A newly uncovered SEO poisoning campaign has ensnared more than 8,500 small and medium-sized businesses (SMBs) between January and April 2025, deploying malware disguised as popular AI and collaboration tools such as ChatGPT, Zoom, Microsoft Outlook, Excel, PowerPoint, Teams, and PuTTY, according to cybersecurity firms Arctic Wolf and Kaspersky.
The malicious actors employed search-engine-optimised advertisements and hijacked search results to promote fake download sites such as updaterputty[.]com, zephyrhype[.]com, putty[.]run, putty[.]bet, and puttyy[.]org. Visitors seeking trusted software were redirected to counterfeit pages hosting trojanized installers—infected with Oyster (also known as Broomstick or CleanUpLoader), Vidar, Lumma, and Legion loader malware.
Malware Installers Use Stealthy Chains to Evade Detection
Once downloaded, the malware establishes persistence by creating scheduled tasks that run every three minutes, loading malicious DLLs disguised as twain_96.dll via rundll32.exe. Campaigns also included complex delivery chains, such as password-protected ZIP archives for Vidar and Lumma, NSIS installers masquerading as large legitimate files, and MSI packages for Legion loader.

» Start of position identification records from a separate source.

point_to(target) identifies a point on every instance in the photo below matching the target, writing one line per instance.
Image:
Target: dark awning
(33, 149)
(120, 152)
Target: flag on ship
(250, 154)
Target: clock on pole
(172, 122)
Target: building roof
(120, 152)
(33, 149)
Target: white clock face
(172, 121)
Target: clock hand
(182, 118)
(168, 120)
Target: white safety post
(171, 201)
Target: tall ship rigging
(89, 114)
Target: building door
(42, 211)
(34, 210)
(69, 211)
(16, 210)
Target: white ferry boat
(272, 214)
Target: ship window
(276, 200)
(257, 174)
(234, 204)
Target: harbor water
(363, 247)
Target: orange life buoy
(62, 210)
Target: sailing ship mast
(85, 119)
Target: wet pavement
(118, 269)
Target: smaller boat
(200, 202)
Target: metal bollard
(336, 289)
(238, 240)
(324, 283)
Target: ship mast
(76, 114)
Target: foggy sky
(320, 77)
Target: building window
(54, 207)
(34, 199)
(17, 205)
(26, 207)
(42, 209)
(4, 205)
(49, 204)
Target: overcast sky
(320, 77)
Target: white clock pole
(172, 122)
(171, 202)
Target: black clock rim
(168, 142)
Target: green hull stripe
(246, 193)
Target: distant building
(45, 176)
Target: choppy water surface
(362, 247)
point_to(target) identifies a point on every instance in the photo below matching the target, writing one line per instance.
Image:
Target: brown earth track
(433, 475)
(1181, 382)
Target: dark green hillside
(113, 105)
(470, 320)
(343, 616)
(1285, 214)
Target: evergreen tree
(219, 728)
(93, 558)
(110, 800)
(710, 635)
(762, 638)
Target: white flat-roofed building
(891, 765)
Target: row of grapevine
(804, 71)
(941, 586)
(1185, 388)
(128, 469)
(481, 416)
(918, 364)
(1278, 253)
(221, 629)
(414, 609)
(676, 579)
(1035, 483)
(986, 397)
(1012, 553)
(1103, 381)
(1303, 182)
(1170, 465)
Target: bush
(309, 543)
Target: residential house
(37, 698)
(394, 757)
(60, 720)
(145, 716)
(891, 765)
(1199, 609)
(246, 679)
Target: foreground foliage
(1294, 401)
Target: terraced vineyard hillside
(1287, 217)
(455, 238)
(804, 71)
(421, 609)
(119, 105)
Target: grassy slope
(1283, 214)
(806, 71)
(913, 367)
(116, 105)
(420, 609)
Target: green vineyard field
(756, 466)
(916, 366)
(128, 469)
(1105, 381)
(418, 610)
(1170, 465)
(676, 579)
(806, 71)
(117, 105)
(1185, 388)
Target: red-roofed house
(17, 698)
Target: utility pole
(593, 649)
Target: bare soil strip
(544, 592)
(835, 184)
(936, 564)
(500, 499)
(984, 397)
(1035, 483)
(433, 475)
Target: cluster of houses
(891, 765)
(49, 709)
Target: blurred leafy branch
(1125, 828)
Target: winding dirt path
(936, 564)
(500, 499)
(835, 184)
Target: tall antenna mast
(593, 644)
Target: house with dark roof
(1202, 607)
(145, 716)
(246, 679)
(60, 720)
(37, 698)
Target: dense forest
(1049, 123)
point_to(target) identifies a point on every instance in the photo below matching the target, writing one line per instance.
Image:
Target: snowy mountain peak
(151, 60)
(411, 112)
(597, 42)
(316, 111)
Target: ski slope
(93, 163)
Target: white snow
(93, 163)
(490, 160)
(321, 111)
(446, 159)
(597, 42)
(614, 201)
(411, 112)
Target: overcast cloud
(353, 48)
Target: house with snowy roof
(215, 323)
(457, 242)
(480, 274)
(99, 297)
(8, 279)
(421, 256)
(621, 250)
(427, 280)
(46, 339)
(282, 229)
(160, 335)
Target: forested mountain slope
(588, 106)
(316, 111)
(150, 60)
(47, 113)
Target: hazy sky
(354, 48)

Research firm Zscaler noted a rise in fake ChatGPT-themed malware, up 115% to 177 unique malicious files just in early 2025. Attackers even injected phishing pages into search results for trusted help pages, using search parameter injection to display fake support phone numbers.
At-Risk Tools and Growing Sophistication
SMBs Bear the Brunt
Infections hit SMBs hardest—Zoom-themed malware alone accounted for 41% of total unique malicious files; Outlook and PowerPoint each represented 16%, followed by Excel at 12%, Word at 9%, and Teams at 5%. This reflects how widespread reliance on remote work tools has become a vector for cybercrime.
Ad Platforms Weaponised
Both Google and Facebook ad networks were leveraged to serve malicious ads. Some campaigns even targeted users in cryptocurrency communities, pushing fake wallet-recovery apps that dropped spyware capable of stealing crypto keys.
Algoritha: The Most Trusted Name in BFSI Investigations and DFIR Services
What Needs to Change?
Security experts advise obtaining software only directly from official vendor sites and verifying file integrity using checksums. They also recommend enabling ad blockers and endpoint security solutions, and instituting scheduled scans for newly installed applications to detect malicious payloads.
In response, cybersecurity providers are urging stricter scrutiny of search advertising, tighter verification standards for app downloads, and greater corporate vigilance. With criminals exploiting trusted brands to reach unsuspecting businesses, awareness and layered defence have become essential to stop SEO poisoners in their tracks.